In 1982, the group made headlines by predicting the existence of a new type of pulsating star, a DB white dwarf, which was later confirmed by telescope observations. This was the first time that the existence of a variable star was predicted by mathematical models first, rather than being discovered first through observations.

In 1987, Fontaine along with his collaborators, attempted to determine the age of the Universe using the amount of time it takes for white dwarfs to cool. Comparing observations to numerical simulations, the found that the Universe is between 10 billion and 300 million years old.

In 1990, his group published the first results from the Whole Earth Telescope, a network of telescopes around the world located at different longitudes that could collectively provide continuous observations of pulsating white dwarfs.

In 1996, the asteroseismology group at the Université de Montréal once again predicted a new type of variable star, a B-type white subdwarf, which was confirmed by observations by the South African Astronomical Observatory in 1997.

In 1992, he became a fellow of the Royal Society of Canada and in 2016 he was awarded the Canadian Association of Physicists Medal for Lifetime Achievement in Physics "for his pioneering, world-renowned work in theoretical and observational studies of white dwarf stars."

Over his career, he published more than 200 scientific articles. He was a member of the Institute for Research on Exoplanets (iRex) and the Centre de recherche en astrophysique du Québec (CRAQ).

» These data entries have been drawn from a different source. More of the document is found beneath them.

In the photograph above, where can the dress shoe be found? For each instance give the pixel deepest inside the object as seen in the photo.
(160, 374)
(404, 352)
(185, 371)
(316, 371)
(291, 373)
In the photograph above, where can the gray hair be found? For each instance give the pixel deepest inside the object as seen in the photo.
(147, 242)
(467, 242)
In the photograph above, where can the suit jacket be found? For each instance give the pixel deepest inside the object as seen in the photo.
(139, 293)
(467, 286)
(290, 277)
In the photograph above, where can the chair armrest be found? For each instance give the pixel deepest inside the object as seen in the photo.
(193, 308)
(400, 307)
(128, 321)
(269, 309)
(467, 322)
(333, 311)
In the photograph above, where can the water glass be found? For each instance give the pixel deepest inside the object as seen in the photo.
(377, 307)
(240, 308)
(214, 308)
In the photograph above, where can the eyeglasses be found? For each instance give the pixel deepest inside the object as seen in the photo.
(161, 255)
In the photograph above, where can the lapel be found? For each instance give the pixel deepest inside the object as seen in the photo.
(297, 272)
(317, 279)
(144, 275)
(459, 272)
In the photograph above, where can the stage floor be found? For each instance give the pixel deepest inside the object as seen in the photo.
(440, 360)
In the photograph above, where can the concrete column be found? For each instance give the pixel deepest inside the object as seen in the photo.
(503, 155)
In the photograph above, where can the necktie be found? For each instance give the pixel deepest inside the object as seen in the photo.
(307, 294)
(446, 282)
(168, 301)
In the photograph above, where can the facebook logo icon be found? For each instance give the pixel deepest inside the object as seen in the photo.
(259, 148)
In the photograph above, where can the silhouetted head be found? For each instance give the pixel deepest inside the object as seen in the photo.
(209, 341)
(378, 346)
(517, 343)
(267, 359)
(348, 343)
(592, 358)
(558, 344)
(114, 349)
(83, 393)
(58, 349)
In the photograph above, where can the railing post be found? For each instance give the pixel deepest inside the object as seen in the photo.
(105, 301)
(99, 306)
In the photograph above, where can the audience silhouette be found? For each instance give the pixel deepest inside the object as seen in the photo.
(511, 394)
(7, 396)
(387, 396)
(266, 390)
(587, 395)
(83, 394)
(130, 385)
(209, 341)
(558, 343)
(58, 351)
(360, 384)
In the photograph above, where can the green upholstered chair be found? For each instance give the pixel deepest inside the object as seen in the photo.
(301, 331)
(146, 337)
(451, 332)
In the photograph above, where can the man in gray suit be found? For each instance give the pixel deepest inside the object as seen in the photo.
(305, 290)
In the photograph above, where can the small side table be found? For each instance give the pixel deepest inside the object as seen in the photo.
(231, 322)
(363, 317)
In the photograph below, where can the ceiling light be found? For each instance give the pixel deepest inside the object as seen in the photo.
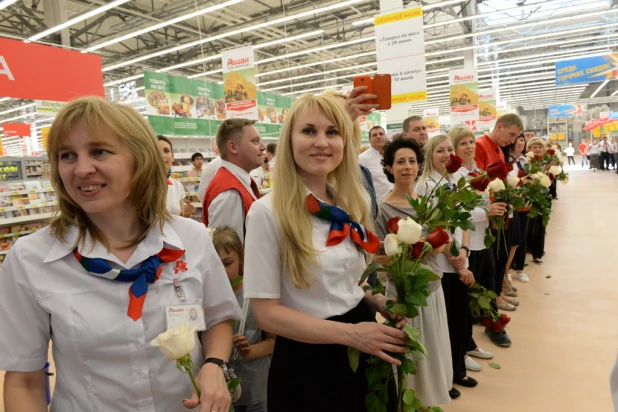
(231, 33)
(163, 24)
(77, 19)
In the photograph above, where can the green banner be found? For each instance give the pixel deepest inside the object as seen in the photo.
(177, 106)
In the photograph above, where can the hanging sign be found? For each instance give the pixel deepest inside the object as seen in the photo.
(34, 71)
(464, 95)
(400, 49)
(239, 83)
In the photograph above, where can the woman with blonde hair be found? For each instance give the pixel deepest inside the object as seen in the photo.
(305, 253)
(83, 282)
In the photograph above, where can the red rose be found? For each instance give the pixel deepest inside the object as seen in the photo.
(453, 164)
(438, 237)
(497, 326)
(480, 183)
(498, 170)
(504, 319)
(417, 249)
(393, 224)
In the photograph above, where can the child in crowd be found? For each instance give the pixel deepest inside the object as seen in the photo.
(253, 348)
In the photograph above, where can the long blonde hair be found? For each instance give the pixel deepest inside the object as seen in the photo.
(148, 188)
(289, 191)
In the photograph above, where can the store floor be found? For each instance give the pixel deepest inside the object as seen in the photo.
(565, 334)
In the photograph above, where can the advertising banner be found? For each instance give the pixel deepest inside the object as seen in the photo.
(34, 71)
(587, 69)
(400, 48)
(16, 129)
(567, 110)
(464, 96)
(432, 120)
(239, 83)
(178, 106)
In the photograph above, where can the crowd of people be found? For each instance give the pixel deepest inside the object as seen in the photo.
(296, 254)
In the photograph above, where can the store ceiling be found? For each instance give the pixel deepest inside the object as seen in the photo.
(306, 46)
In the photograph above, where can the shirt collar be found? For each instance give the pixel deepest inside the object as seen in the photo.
(155, 240)
(238, 172)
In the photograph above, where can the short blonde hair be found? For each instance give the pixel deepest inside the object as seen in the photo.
(148, 189)
(290, 193)
(534, 141)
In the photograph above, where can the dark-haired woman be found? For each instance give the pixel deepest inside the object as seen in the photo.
(434, 377)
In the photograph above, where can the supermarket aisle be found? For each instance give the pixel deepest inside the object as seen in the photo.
(565, 333)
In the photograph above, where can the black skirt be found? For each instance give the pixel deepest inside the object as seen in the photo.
(306, 377)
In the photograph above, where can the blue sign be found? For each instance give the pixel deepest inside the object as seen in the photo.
(567, 110)
(587, 70)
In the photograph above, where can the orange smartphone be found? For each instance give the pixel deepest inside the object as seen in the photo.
(382, 88)
(365, 80)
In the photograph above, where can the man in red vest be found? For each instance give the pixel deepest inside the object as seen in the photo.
(232, 191)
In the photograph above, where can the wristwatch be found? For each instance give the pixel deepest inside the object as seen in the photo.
(221, 363)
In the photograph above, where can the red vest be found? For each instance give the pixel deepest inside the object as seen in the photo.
(225, 180)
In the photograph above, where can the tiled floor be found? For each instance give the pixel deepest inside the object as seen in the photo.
(565, 334)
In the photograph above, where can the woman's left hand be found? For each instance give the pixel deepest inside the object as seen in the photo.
(215, 396)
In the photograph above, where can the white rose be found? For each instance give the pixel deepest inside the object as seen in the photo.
(513, 181)
(496, 185)
(555, 170)
(177, 342)
(409, 231)
(392, 245)
(545, 181)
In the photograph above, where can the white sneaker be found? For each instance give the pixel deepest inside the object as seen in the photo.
(472, 365)
(482, 354)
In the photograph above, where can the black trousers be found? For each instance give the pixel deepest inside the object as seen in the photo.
(457, 309)
(481, 263)
(305, 377)
(536, 237)
(519, 260)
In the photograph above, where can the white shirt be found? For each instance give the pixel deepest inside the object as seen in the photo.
(175, 193)
(372, 160)
(226, 209)
(208, 173)
(334, 287)
(479, 215)
(104, 360)
(425, 186)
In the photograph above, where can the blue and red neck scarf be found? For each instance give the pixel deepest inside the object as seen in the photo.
(148, 272)
(342, 226)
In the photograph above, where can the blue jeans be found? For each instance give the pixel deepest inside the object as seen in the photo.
(260, 407)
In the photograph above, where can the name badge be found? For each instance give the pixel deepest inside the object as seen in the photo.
(193, 315)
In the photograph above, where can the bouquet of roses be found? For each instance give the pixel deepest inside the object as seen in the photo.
(406, 250)
(481, 305)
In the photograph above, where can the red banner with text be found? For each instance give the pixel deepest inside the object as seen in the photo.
(34, 71)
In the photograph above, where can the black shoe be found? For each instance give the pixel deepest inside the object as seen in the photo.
(498, 338)
(468, 382)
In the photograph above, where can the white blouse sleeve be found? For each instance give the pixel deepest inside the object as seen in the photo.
(24, 325)
(262, 268)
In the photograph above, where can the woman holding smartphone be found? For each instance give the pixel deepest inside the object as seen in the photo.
(302, 266)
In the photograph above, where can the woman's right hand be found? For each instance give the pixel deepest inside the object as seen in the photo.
(496, 209)
(377, 339)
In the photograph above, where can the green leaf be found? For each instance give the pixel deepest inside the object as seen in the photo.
(353, 358)
(399, 309)
(484, 302)
(412, 332)
(408, 396)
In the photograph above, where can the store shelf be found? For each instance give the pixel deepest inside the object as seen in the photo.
(24, 219)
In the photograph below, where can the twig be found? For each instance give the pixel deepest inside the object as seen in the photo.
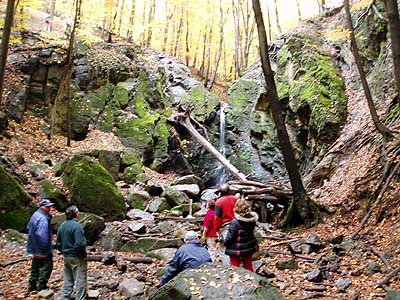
(13, 262)
(389, 276)
(380, 255)
(284, 242)
(378, 199)
(378, 13)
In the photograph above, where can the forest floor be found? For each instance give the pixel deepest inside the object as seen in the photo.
(377, 239)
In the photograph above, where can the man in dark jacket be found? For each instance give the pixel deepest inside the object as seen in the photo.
(40, 246)
(71, 242)
(189, 256)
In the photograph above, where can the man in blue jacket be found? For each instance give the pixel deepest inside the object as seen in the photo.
(40, 246)
(189, 256)
(71, 242)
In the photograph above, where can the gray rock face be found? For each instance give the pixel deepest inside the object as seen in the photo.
(192, 190)
(165, 254)
(3, 121)
(216, 282)
(131, 288)
(139, 199)
(92, 224)
(111, 239)
(137, 227)
(176, 198)
(137, 214)
(158, 204)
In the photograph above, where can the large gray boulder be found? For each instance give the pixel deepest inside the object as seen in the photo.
(93, 189)
(14, 203)
(216, 282)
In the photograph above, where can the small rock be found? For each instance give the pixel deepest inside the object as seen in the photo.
(46, 294)
(136, 214)
(314, 276)
(131, 287)
(393, 295)
(373, 267)
(137, 227)
(93, 294)
(343, 283)
(290, 264)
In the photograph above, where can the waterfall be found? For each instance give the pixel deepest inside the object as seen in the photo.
(221, 174)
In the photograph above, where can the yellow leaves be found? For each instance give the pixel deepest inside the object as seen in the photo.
(339, 33)
(361, 5)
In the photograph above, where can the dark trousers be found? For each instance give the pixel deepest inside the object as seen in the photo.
(40, 272)
(246, 260)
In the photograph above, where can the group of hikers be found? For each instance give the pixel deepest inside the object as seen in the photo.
(228, 229)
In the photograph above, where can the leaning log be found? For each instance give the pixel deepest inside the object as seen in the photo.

Fontaine died November 2, 2019, in Montreal, Quebec.

== Awards ==

- 1986 - E.W.R. Steacie Memorial Research Fellowship
- 1987 - E.W.R. Steacie Prize
- 1989 - Urgel-Archambault award
- 1990 - Killam Fellowship
- 1992 - Fellow of the Royal Society of Canada
- 1999 - Prix Marie-Victorin
- 2000 - Carlyle S. Beals Prize
- 2001 - Tier 1 Canada Research Chair in Stellar Astrophysics
- 2012 - Top 10 Discoveries of the year 2012 by Québec Science
- 2016 - Canadian Association of Physicists (CAP) Medal for Lifetime Achievement in Physics
- 2019 - Asteroid 400811 Gillesfontaine was named in his honour.